Posted: Oct 10, 2019 at 7:28 Quote
R-M-R wrote:
It's true, most sealants are trash, in my opinion. Anything that stays liquid for a long time won't seal and anything that seals quickly dries quickly.

I haven't owned a tubeless tire that's studded with screws, I've only assisted with the initial set-up - and clean-up! On my own tires, even a small hole that's been plugged will continuously weep while riding due to casing deformation. Does this not happen when long screws are pushed and sheared while riding?

Been a few years since I've used screw tires, as I've been using the external grip studs (which are a way better solution), but the last set of tubeless screw tires I used stayed sealed up all winter long and rarely needed air, at least not much more than a regular tubeless setup. Results may very I suppose, but worked well for me.
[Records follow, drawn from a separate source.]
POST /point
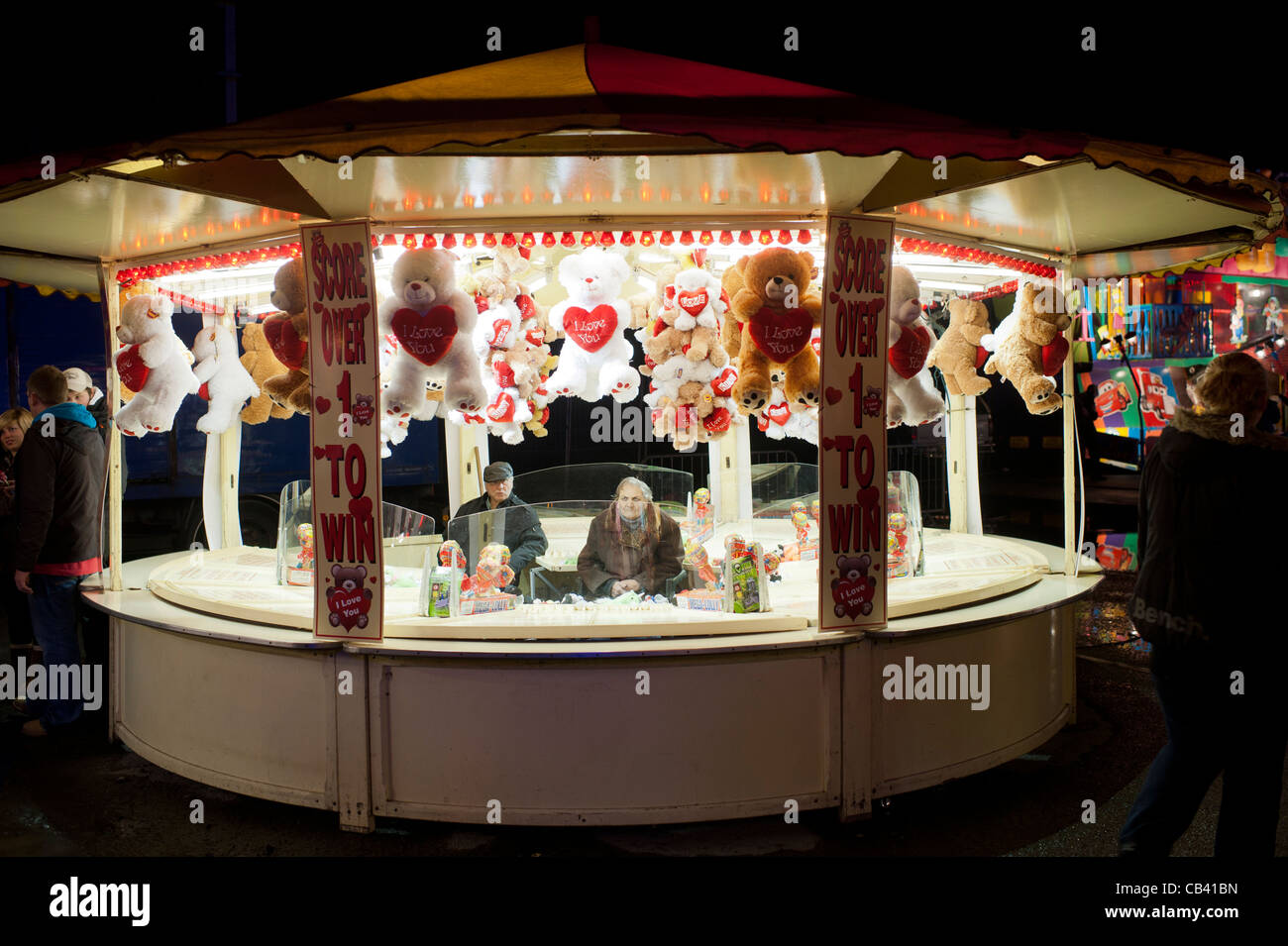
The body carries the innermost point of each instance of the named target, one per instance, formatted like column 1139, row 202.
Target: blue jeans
column 1210, row 732
column 53, row 620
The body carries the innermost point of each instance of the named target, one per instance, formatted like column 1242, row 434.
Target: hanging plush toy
column 510, row 338
column 261, row 364
column 425, row 314
column 595, row 361
column 778, row 313
column 1029, row 349
column 911, row 398
column 224, row 382
column 156, row 366
column 683, row 351
column 287, row 334
column 958, row 353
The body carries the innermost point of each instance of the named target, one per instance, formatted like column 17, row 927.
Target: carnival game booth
column 353, row 668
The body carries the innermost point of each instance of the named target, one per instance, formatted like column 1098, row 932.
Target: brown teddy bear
column 1028, row 349
column 287, row 335
column 262, row 365
column 778, row 314
column 958, row 353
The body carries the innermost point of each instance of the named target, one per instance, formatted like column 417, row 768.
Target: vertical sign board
column 851, row 424
column 344, row 364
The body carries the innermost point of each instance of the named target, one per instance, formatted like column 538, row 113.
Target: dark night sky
column 127, row 73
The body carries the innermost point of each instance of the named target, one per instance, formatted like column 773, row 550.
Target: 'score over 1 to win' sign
column 344, row 362
column 851, row 424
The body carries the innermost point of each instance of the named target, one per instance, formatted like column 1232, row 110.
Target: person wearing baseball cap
column 498, row 516
column 80, row 390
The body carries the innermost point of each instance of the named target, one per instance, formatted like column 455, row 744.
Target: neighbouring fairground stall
column 1140, row 343
column 716, row 250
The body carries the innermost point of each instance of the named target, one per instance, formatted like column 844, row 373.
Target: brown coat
column 606, row 559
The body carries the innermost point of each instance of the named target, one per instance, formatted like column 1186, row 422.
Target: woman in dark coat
column 13, row 428
column 1209, row 598
column 631, row 546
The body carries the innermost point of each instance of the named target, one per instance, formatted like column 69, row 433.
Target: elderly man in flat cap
column 505, row 519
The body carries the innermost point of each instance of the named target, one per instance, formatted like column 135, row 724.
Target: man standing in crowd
column 506, row 520
column 59, row 473
column 81, row 390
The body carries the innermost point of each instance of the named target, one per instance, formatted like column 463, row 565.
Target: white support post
column 729, row 477
column 1070, row 451
column 111, row 301
column 467, row 456
column 958, row 503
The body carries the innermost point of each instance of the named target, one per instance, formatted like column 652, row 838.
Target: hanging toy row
column 511, row 339
column 158, row 370
column 690, row 368
column 773, row 314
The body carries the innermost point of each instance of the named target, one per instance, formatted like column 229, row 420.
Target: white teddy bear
column 224, row 382
column 912, row 398
column 425, row 314
column 697, row 296
column 595, row 361
column 156, row 366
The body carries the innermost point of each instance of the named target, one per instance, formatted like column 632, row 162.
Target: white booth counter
column 737, row 722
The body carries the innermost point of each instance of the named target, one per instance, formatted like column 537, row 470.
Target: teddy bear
column 958, row 353
column 261, row 364
column 911, row 395
column 595, row 361
column 224, row 382
column 697, row 308
column 349, row 593
column 287, row 334
column 425, row 313
column 156, row 366
column 1028, row 349
column 777, row 312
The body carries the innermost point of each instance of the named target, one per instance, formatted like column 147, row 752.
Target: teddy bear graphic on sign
column 854, row 589
column 364, row 408
column 224, row 382
column 349, row 600
column 425, row 314
column 778, row 313
column 595, row 361
column 287, row 334
column 156, row 366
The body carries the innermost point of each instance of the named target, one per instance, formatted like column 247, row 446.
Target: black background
column 94, row 76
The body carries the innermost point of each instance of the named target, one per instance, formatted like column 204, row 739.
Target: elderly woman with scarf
column 631, row 546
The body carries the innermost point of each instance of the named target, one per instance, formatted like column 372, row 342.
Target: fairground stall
column 708, row 252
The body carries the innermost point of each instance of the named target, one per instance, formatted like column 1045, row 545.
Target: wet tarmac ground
column 80, row 795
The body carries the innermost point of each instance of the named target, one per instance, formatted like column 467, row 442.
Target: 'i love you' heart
column 425, row 338
column 781, row 334
column 590, row 330
column 694, row 302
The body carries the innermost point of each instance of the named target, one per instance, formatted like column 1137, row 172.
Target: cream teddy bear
column 156, row 366
column 957, row 353
column 1028, row 349
column 595, row 361
column 912, row 398
column 426, row 313
column 224, row 382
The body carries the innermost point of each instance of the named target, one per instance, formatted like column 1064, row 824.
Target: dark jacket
column 98, row 411
column 522, row 532
column 59, row 494
column 1210, row 540
column 8, row 516
column 606, row 559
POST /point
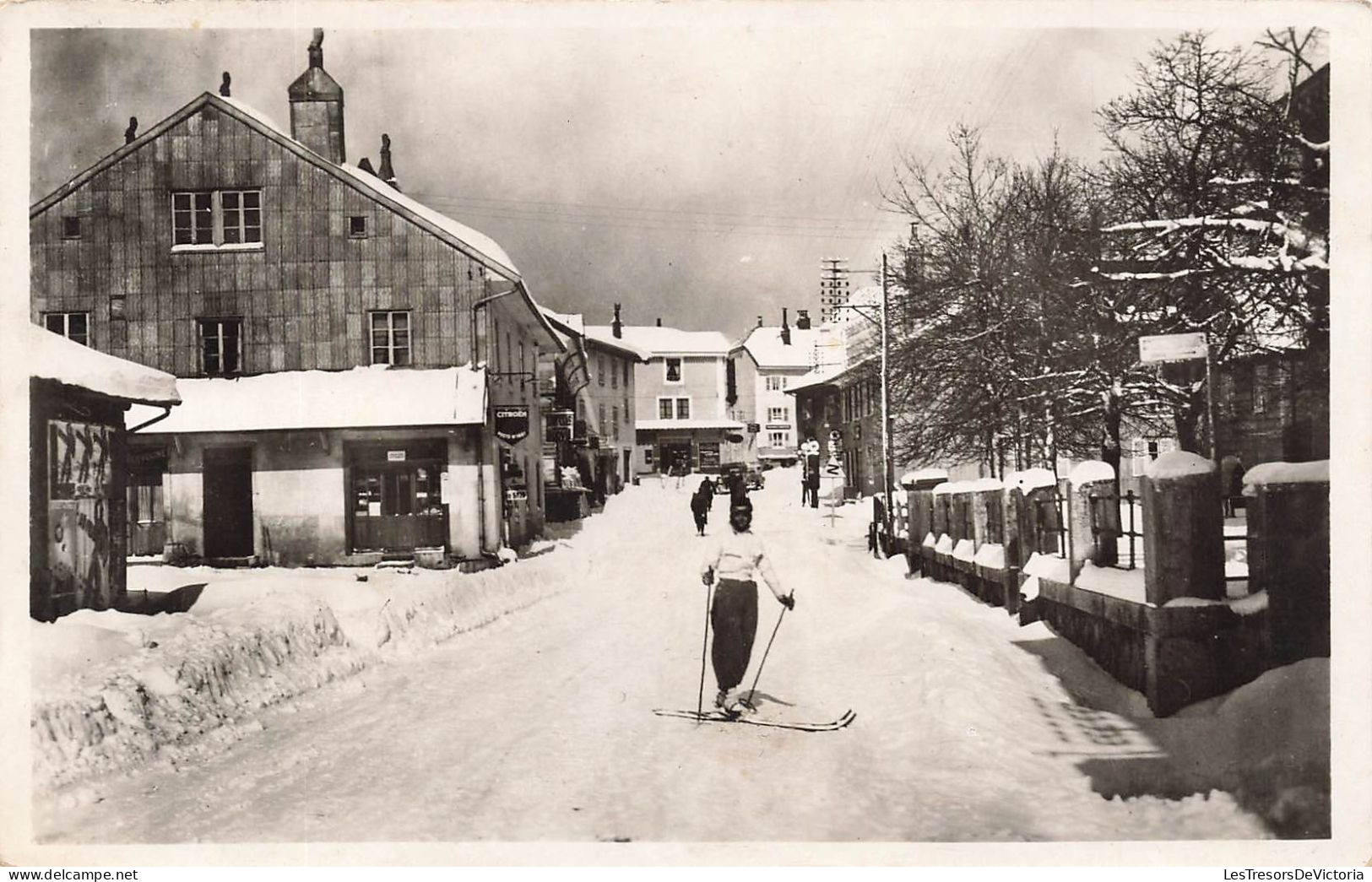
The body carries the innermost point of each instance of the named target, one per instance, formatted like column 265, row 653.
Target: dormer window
column 220, row 219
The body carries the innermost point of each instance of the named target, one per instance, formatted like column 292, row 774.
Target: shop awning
column 325, row 399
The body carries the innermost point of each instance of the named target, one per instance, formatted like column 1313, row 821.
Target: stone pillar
column 1183, row 528
column 1090, row 479
column 1288, row 541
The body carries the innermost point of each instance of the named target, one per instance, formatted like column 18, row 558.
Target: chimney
column 317, row 107
column 386, row 171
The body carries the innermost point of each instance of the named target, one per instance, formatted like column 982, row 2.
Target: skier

Posted: Oct 10, 2019 at 7:45 Quote
freerider11 wrote:
Been a few years since I've used screw tires, as I've been using the external grip studs (which are a way better solution), but the last set of tubeless screw tires I used stayed sealed up all winter long and rarely needed air, at least not much more than a regular tubeless setup. Results may very I suppose, but worked well for me.

Good to know. Thanks!

Posted: Oct 10, 2019 at 12:44 Quote
Anyone have any positive or negative experiences with re-tapping pedal threads on crank arms.
One of my crank arms got stripped from a forced pedal install but my crank arms are still good, thoughts on re tapping the crank arm? Will it weaken the crank?

Posted: Oct 10, 2019 at 12:45 Quote
joeljohnson wrote:
Anyone have any positive or negative experiences with re-tapping pedal threads on crank arms.
One of my crank arms got stripped from a forced pedal install but my crank arms are still good, thoughts on re tapping the crank arm? Will it weaken the crank?
use a helicoil. Very common job. Cranks will be fine.